CL: I am the opposite. I like to work in spaces that are quiet and empty where I can close the door, whether that’s a rehearsal room or my bedroom. I like to zone into and forget the outside. Not the internal outside of course.
What do you think is the most important aspect of keeping yourself motivated and in the right mindset to create new work?
ST: Being open, allowing yourself to be inspired by anything. You’re going to see thousands of things today, you’re going to think more thoughts than you’ll even notice. People are going to speak whole sentences and paragraphs. You’re going to see a dog at the park that’s smaller than a cat. Your friend is going to call you and tell you about the flying termites that swarmed her house and how they crunched under her feet when she pushed through them, and then disappeared into the walls of her house. This is happening and you just have to let yourself be an artist during all of it.

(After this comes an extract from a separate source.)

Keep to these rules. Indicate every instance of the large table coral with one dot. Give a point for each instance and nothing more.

And of course the thing that will keep you most motivated is by talking to other artists. Keep telling each other what you see.
CL: For me it’s just keeping working always, practicing the craft. Free-writing and looking at it non-judgmentally, listening to and allowing myself to be present with what’s going on inside me, saying yes to gigs and making new work for them, asking people that excite me to collaborate, dancing and listening to music and reading.